- Original air date: December 4, 1982
- Running time: 60 minutes

= A Disney Christmas Gift =

"A Disney Christmas Gift" is an animated Christmas television special produced by Walt Disney Productions. It was originally broadcast on CBS on December 4, 1982, as part of the Walt Disney anthology series.

The special is a Christmas-themed compilation of classic short cartoons featuring Mickey Mouse and Donald Duck combined with excerpts from Disney feature films, including Melody Time, Bambi, Peter Pan, The Sword in the Stone and Cinderella. Three holiday-themed theatrical shorts are also included: the 1933 Silly Symphony short The Night Before Christmas, 1945's Donald Duck short The Clock Watcher and 1952's Pluto short Pluto's Christmas Tree.

==Production==
The opening and closing numbers, featuring the song "On Christmas Morning" and its reprise, showcased Christmas at Disneyland. The lyrics were written by Linda Laurie with music by John Debney.

===Home media===
Throughout the 1980s and 1990s, the original full-length and shortened versions of A Disney Christmas Gift were rebroadcast on CBS and The Disney Channel. It was released on VHS, Betamax, CED and LaserDisc in 1984 and again in the 1990s but has not yet been released on DVD.

==Featured segments==
- "Once Upon a Wintertime" – Melody Time (1948)
- "Mickey Mouse, Pluto and Chip 'n' Dale" – Pluto's Christmas Tree (1952)
- "Bambi and Thumper" – Bambi (1942)
- "Peter Pan and the Darling children" – Peter Pan (1953)
- "Donald Duck" – The Clock Watcher (1945)
- "Merlin, Arthur and Archimedes" – The Sword in the Stone (1963)
- "Cinderella and Fairy Godmother" – Cinderella (1950)
- "Santa Claus" – The Night Before Christmas (1933)
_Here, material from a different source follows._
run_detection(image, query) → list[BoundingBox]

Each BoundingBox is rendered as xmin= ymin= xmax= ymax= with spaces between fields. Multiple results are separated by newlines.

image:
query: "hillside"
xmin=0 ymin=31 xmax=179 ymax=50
==Featured segments 1987 TV Special==
- "Donald Duck" – The Clock Watcher(1945) (Intervals)
- "Mickey Mouse, Minnie Mouse, Donald Duck, Pluto and Goofy" – On Ice (1935)
- "Mickey Mouse, Pluto and Chip 'n' Dale" – Pluto's Christmas Tree (1952)
- "Bambi and Thumper" – Bambi (1942)
- "Peter Pan and the Darling children" – Peter Pan (1953)
- "Donald Duck, José Carioca and Panchito Pistoles, " – The Three Caballeros (1944)
- "Donald Duck and Chip 'n' Dale" – Toy Tinkers (1949)
- "Cinderella and Fairy Godmother" – Cinderella (1950)
- "Santa Claus" – The Night Before Christmas (1933)

==Accolades==
Two years later, it was nominated for Outstanding Animated Program at the 36th Primetime Emmy Awards.